A people’s bible, then, a reading people, a preaching ministry, were the three conditions of protestant life. The force which results from them is everywhere an unruly one. With the English, who have neither the acquiescence nor the comprehensive power of the Germans, it at once, to use the language of a German philosopher, ‘stormed out into reality.’ It demanded and sought to create an outward world, a system of law, custom, and ordinance, answering to itself. Not only is the law of the bible to be carried directly and everywhere into action; whatever is of other origin is no law for the society whose head is Christ. An absolute breach is thus made between the new and the old. Those who by a conscious, deliberate wrench have broken with the old, and lived themselves into the new, are the predestined people of God. Outside them is a doomed world. They are the saints, and their prerogative has no limits. They admit of no co-ordinate jurisdiction which is of the world and not of Christ.
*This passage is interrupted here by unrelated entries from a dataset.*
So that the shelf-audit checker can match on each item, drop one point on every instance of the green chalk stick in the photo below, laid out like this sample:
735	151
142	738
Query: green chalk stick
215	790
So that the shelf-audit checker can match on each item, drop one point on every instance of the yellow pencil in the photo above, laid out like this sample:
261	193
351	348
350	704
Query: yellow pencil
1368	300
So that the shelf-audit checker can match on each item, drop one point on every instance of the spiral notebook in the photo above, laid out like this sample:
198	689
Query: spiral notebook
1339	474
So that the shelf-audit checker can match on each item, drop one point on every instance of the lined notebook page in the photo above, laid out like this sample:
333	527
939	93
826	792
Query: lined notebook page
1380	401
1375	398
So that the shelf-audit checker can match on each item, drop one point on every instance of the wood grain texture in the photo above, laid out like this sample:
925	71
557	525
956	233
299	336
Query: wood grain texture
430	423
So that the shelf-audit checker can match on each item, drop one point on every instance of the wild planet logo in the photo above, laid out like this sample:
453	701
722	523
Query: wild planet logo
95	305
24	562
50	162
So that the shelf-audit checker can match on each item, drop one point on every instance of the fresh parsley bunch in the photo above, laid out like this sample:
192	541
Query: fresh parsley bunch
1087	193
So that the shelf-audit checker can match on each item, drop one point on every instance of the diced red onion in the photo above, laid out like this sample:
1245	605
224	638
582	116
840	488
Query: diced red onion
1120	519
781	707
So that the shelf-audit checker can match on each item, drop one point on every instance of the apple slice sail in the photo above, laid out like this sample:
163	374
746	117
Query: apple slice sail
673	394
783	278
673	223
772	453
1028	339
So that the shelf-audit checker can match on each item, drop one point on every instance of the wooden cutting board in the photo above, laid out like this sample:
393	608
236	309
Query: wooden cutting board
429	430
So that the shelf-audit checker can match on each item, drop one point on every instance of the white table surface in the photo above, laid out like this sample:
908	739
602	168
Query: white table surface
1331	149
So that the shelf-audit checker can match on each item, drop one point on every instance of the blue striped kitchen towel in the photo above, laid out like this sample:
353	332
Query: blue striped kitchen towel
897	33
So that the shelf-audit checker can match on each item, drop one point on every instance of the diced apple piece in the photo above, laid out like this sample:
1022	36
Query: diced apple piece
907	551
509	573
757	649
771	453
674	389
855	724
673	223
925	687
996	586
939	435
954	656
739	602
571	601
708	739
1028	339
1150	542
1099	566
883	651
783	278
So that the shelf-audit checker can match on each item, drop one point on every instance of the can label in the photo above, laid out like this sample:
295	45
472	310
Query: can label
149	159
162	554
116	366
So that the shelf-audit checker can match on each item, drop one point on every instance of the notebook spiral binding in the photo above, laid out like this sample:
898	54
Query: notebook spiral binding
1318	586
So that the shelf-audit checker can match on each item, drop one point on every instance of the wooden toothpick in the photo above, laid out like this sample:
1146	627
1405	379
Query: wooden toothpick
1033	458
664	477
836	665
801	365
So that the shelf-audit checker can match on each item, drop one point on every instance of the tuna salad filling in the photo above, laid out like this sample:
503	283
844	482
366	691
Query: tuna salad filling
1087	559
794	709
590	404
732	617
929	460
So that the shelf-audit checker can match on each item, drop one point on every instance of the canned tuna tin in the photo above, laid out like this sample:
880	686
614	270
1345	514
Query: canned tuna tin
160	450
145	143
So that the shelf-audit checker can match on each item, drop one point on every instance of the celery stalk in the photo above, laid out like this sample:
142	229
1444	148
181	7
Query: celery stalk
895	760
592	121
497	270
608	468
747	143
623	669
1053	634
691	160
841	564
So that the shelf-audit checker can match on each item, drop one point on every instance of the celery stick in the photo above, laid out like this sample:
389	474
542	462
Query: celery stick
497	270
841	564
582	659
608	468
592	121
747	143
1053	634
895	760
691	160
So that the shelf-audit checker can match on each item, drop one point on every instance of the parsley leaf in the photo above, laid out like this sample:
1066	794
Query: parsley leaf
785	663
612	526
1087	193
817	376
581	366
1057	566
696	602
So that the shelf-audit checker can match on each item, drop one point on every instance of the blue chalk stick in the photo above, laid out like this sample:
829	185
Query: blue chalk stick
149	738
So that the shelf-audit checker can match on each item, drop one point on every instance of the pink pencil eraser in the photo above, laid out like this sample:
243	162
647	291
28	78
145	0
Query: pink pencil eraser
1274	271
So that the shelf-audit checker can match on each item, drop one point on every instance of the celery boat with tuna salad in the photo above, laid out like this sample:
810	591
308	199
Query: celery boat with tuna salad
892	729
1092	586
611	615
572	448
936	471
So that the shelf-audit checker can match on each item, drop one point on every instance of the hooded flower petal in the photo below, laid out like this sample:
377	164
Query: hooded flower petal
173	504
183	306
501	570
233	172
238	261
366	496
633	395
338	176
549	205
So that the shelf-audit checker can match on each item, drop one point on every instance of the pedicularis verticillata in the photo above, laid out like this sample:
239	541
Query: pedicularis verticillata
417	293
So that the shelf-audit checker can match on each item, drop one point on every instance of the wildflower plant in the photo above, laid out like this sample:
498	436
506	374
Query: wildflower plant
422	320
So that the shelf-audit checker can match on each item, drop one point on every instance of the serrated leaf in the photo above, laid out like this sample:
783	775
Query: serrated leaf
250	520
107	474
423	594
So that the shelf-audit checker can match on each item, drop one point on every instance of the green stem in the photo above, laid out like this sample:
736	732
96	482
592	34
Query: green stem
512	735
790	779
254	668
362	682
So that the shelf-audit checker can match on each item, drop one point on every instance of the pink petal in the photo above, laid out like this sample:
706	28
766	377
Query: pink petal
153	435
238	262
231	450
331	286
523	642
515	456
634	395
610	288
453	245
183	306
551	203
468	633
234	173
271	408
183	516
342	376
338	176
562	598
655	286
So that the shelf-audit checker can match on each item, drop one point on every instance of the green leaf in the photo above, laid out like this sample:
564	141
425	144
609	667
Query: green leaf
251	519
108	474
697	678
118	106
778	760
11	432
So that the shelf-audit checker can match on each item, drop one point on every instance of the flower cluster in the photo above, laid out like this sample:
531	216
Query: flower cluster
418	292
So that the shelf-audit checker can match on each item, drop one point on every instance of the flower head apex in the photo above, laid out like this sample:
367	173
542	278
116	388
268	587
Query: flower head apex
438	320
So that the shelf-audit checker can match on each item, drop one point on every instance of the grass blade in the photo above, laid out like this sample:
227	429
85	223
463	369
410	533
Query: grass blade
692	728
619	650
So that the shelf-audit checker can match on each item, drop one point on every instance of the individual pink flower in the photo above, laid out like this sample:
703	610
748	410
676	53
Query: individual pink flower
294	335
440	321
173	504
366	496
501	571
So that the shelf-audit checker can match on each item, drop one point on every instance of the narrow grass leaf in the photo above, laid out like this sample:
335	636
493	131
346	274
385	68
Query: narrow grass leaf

The sword of the magistrate must be in their hands, or it is a weapon of offence against Christ’s people.
{286} Such a system soon builds again the bondage which it began with destroying. Originating, as we have seen, in the consciousness of a spiritual life which no outward ordinances could adequately express, it hardens this consciousness into an absolute antithesis, false because regarded as absolute, between the law of Christ and the law of the world. The law of Christ, however, must be realised in the world, and thus from this false antithesis there follows by an inexorable affiliation of ideas, a new authority, calling itself spiritual, but binding the soul with ‘secular chains,’ which from the very fact of its sincerity and logical completeness, from its allowing no compromise between the saints and the world, is more heavy than the old. It behoves us to note well these conflicting tendencies to freedom and bondage, often almost inextricably convolved, which puritanism contained within itself. It was the temporary triumph of the one tendency that made the commonwealth a possibility, and the interference of the other that stopped its expansion into permanent life. The one gave puritanism its nobility during its period of weakness while it struggled to dominion; the other made its dominion, once attained, a contradiction in fact which no individual greatness could maintain.